38

 

Souvorov avait l’estomac noué d’appréhension. Il avait passé presque toute la soirée dans la salle de contrôle, en compagnie des deux psychologues chargés de l’équipement de télémétrie, à bavarder et à leur préparer du café dans la cuisine. Les deux hommes n’avaient pas remarqué que ses yeux n’avaient pratiquement pas quitté la pendule digitale accrochée au mur.

Lugovoy entra dans la pièce à 23 h 20 et effectua une vérification de routine sur les écrans. A 23 h 38, il se tourna vers Souvorov :

« Vous venez prendre un verre de porto avec moi ?

— Pas ce soir, répondit l’agent du K.G.B. sur un ton de regret. J’ai une bonne indigestion. Je me contenterai d’un verre de lait un peu plus tard.

— Comme vous voudrez. Je vous verrai au petit déjeuner. »

Dix minutes après le départ de Lugovoy, Souvorov nota un léger changement sur l’un des moniteurs. C’était presque imperceptible, mais l’un des psychologues le surprit aussitôt.

« Nom de Dieu ! s’écria-t-il.

— Qu’est-ce qui se passe ? demanda l’autre.

— Le sénateur Larimer… Il se réveille.

— Impossible.

— Je ne vois rien, fit Souvorov en s’approchant.

— L’activité alpha de son cerveau est plus importante qu’elle ne devrait l’être dans son état de sommeil programmé.

— Celle du vice-président Margolin s’accroît aussi.

— Nous ferions mieux d’appeler le docteur… »

Souvorov ne lui laissa pas achever sa phrase. Il l’assomma d’un coup terrible sur la nuque et, presque dans le même mouvement, frappa la gorge du second psychologue du tranchant de la main, lui écrasant la pomme d’Adam.

Ses victimes s’étaient à peine effondrées que l’homme du K.G.B. se tournait vers la pendule. 23 h 49. Onze minutes avant l’heure qu’il s’était fixée pour quitter le laboratoire par l’ascenseur, Il avait plusieurs fois répété ses gestes, ne s’accordant que deux minutes de battement pour parer à l’imprévu.

Il enjamba les deux corps inanimés et se précipita dans la pièce où se trouvaient les sujets. Il débloqua l’ouverture du troisième cocon, repoussa le panneau et regarda à l’intérieur.

Le sénateur Marcus Larimer avait les yeux fixés sur lui.

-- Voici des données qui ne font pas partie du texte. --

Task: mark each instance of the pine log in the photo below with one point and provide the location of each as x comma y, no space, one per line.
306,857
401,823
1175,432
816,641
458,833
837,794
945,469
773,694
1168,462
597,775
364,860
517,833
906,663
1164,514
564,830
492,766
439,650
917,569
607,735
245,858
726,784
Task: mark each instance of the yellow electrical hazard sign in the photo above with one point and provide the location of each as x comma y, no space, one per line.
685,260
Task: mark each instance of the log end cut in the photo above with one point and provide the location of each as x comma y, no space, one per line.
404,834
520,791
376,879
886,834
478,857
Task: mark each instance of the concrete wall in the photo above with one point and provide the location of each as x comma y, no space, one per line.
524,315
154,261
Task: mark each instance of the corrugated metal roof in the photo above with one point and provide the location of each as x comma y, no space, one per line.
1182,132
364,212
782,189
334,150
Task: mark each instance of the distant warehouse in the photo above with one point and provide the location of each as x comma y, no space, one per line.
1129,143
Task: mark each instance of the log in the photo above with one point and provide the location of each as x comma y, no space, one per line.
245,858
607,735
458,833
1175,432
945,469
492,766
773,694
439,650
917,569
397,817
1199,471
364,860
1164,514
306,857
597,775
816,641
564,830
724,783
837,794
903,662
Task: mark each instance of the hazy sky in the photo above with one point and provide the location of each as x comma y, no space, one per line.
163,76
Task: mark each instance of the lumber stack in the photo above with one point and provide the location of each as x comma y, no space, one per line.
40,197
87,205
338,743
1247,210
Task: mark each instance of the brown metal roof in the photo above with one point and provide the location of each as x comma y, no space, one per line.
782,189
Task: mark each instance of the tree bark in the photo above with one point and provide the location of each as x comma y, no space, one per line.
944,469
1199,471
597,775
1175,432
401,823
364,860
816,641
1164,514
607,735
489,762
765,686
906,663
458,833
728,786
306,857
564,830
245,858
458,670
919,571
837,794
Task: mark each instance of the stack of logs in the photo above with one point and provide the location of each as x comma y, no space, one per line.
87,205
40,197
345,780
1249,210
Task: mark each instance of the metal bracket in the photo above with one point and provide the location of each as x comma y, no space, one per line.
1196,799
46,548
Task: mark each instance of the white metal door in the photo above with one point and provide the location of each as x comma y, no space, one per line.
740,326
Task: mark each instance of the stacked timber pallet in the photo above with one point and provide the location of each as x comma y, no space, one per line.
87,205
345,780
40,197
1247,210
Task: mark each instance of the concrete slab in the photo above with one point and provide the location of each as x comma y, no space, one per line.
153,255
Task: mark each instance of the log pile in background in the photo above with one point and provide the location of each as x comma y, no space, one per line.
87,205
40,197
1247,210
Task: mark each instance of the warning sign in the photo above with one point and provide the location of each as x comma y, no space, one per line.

« Où suis-je, balbutia-t-il. Qui êtes-vous ?

— Un ami, répondit Souvorov en le tirant du caisson pour l’installer sur une chaise.

— Qu’est-ce qui m’est arrivé ?

— Taisez-vous et faites-moi confiance, »

Le Russe sortit une seringue de sa poche et injecta un stimulant au sénateur. Puis il alla s’occuper du vice-président qui, hébété, n’offrit aucune résistance. Tous deux étaient entièrement nus et il leur jeta une couverture.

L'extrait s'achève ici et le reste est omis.